Aliview is a sequence viewer with a bunch of built-in tools, including alignment tools. We will use Aliview to see what a typical dataset looks like coming out of the illumina sequencing machine and what it means, visually, to align the sequences. Click here and go to download the stable version for your OS.
Next, download this neat dataset. Launch aliview, click file->open file->PC64_V48_small_reconstructed_seqs.fasta.

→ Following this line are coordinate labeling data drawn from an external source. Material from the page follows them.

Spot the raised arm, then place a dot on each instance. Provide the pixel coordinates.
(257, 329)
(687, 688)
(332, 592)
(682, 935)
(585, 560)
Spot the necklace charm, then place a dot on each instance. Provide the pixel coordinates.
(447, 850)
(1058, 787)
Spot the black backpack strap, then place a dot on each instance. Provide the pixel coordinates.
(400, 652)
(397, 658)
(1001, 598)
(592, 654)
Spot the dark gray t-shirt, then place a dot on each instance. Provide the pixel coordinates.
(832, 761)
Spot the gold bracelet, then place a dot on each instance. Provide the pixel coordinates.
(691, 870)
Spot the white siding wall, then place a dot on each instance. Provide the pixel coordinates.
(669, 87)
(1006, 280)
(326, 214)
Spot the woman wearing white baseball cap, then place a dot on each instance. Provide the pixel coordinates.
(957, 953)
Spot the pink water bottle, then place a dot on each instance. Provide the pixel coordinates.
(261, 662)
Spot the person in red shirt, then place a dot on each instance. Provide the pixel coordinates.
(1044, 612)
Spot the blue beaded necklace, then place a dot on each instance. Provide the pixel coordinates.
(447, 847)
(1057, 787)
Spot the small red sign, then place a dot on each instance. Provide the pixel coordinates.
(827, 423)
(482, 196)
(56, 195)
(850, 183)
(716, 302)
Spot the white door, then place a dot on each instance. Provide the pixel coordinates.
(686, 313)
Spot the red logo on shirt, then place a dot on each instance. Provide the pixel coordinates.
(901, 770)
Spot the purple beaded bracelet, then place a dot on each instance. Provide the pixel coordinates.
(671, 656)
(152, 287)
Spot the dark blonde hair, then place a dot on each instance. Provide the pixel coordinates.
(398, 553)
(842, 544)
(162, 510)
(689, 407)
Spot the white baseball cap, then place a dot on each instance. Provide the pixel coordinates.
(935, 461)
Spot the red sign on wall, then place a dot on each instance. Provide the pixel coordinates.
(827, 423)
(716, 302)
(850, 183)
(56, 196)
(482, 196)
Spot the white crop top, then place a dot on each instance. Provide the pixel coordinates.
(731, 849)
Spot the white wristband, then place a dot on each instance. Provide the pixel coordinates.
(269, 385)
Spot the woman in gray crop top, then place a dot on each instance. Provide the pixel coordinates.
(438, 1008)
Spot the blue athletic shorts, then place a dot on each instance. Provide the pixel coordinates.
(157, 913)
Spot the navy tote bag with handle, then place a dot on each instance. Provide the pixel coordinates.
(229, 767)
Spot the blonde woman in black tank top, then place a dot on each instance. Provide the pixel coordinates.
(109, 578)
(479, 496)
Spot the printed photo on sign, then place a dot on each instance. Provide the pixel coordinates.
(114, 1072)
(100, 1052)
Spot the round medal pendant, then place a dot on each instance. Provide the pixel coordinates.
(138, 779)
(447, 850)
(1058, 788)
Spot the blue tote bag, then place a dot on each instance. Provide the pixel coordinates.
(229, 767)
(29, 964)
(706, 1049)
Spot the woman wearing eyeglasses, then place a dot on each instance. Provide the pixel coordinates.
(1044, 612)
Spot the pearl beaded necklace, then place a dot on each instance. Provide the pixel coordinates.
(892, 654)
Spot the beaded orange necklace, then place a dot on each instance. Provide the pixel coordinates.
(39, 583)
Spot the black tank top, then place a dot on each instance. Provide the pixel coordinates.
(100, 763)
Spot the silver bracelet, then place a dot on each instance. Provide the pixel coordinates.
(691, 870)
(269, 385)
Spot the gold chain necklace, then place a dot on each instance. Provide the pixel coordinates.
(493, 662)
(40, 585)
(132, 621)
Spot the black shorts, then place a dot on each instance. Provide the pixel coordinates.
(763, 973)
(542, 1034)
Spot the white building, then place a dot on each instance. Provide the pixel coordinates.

Scroll to the right and notice the mess that begins to form as you scroll.
These sequences are sourced from the same gene and have gone through many cleaning steps, so the differences between them are quite likely to be real (rather than artifacts from sequencing). Click align in the upper left corner and click realign everything. Now scroll forward and observe the gaps that have been inserted by the aligner.
These sequences are actually from HIV-1 glycoprotein envelopes from a person with broadly neutralizing antibodies against HIV-1(sequenced with PacBio). An effective HIV-1 vaccine should evoke the production of broadly neutralizing antibodies, so it is important to study the structure of the envelope that caused these antibodies to develop in individuals. The steps leading up to the data you downloaded allowed us to reveal a few specific strains. Now that we have them aligned, we can start asking questions about the differences between them and their evolution(which is important to figuring out how to counteract them). If you want to go into the nitty-gritty biology behind these sequences, go here. I will make a reconstruction of the evolutionary relationship for you to look at.
The SNP differences are obvious, but you will notice that there are weirder differences - like the >100 bp gaps formed in the middle. The truth is that I do not know why those are there! Those can be
- Real differences in hypervariable loops
- non-functional virions
- RT/PCR artifacts
Here’s another cool tool: Blast will quickly look up a sequence in the NCBI database and spit out similar sequences it finds. Now, go to aliview and click edit->delete all gaps in all sequences. Copy the first sequence into the clipboard. Google NCBI Blast and open up the first result. Paste the sequence into the big box in the top of the page and click BLAST at the bottom. After a few seconds, Blast should link you to a whole lot of glycoprotein that are… from the article these were published in! This is one of the basic uses of Blast - to figure out where a sequence comes from.